One can also see matches in noncoding regions for divergently transcribed genes, and in this case one expects to find two promoters in opposite orientation. The PIP shows some short, high scoring matches in the noncoding region between 141633 and 141816, which are the beginnings of the divergently transcribed genes D09_orf657 and D09_orf384 (homolog of the glpD gene in E. coli). These encode, respectively, a putative lipoprotein homologous to MG040 and the aerobic glycerol-3-phosphate dehydrogenase. Two excellent examples of this and other noncoding matches are seen between 362000 and 380000. Divergent transcription begins between 363076 and 363194, transcribing a homolog of rpL10 leftward and a homolog of mucB (encoding UV protection protein) rightward. Two matches that appear to have greater than 90% identity are in this region (or close to it). In the second example, divergent transcription begins between 366364 and 366705, transcribing an unidentified ORF and homologs of ruvA and ruvB (needed for branch migration during recombination) leftward and a homolog of ackA (encoding acetate kinase) rightward. This larger intergenic region still matches in the two Mycoplasma genomes, almost throughout its length, although only at an average of about 70% identity. Regions between converging transcripts are also potential non-coding regulatory regions, and an example is seen in this same region. The segment between 371941 and 372465 is between the ends of rightward and leftward transcripts, and has several notable matches. The high-scoring match around 378900 is another tRNA gene.

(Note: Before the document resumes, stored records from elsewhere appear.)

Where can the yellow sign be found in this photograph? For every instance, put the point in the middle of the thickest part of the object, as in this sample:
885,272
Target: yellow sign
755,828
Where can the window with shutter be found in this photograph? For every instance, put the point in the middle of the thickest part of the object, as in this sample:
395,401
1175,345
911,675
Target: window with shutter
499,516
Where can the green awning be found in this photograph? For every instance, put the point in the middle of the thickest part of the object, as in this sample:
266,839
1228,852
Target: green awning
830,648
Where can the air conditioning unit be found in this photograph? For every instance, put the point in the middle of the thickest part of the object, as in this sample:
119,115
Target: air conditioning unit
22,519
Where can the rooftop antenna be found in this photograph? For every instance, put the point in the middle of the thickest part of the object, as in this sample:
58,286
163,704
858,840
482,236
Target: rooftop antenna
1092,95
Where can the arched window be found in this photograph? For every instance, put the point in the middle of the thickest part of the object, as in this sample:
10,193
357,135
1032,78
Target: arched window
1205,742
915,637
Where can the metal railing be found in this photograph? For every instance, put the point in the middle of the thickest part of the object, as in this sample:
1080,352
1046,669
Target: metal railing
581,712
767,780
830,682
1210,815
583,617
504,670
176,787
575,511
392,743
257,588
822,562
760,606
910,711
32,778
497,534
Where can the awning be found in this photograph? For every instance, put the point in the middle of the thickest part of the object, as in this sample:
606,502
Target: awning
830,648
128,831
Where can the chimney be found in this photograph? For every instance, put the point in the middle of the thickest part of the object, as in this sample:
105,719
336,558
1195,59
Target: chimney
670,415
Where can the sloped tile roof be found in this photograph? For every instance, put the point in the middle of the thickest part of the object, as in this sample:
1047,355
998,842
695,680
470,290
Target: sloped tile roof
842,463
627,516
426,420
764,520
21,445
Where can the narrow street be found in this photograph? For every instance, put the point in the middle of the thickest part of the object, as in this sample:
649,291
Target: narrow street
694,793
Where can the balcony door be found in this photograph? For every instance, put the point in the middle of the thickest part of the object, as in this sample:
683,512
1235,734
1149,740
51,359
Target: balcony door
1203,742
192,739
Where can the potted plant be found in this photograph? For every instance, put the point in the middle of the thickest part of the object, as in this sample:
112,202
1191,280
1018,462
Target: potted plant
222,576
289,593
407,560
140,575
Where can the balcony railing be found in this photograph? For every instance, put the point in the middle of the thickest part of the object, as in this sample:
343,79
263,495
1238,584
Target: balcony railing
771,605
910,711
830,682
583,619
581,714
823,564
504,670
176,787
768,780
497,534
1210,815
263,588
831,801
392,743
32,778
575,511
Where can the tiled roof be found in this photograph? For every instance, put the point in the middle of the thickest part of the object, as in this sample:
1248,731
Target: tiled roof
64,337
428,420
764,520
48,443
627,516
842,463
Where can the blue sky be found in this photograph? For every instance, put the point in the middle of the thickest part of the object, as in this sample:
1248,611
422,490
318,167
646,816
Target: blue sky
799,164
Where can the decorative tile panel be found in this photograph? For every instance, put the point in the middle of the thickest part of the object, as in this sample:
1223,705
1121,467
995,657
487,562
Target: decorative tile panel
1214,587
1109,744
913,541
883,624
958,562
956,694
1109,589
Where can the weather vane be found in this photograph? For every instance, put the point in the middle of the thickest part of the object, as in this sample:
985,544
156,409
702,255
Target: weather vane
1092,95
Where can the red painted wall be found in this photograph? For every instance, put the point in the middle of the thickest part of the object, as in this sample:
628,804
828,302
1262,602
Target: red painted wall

This whole exercise of finding non-coding sequence matches could be done automatically in a more complete fashion, of course eliminating all genes, including those for tRNAs and rRNAs. Once all matches in noncoding regions had been collected, one could look for conserved, or frequently observed motifs. This could provide unique insight into mycoplasmal promoters. One might predict that they would look like Bacillus promoters, and this is of course testable.

Although the genes for many proteins show a largely continuous match or a few matching segments that cover most of the protein, some show a significantly different pattern, one of many very short matches. Examples of these patterns are seen in the region between 470000 and 473500, with H08_orf369 (homologous to competence locus E in Bacillus subtilis) showing a single continuous match, whereas H08_orf672, encoding a cytoadherence protein, shows a highly broken pattern of matches. The latter is seen for other genes encoding cytoadherence proteins (such as H08_orf1018 between 476000 and 479500). As mentioned above, there may be a selective advantage to accumulating more changes in some cell-surface proteins for adjusting to the particular types of host cells supporting this parasitic bacterium. Also, changes in cell-surface proteins can help the bacterium escape the immune system of the host.

(More background about Mycoplasma)

References

Herrmann, R. (1992) Genome Structure and Organization. in J. Maniloff, R.N. McElhaney, L.R. Finch and J.B. Baseman, ed., Mycoplasmas: Molecular Biology and Pathogenesis. (American Society for Microbiology, Washington, D.C.) 157-168.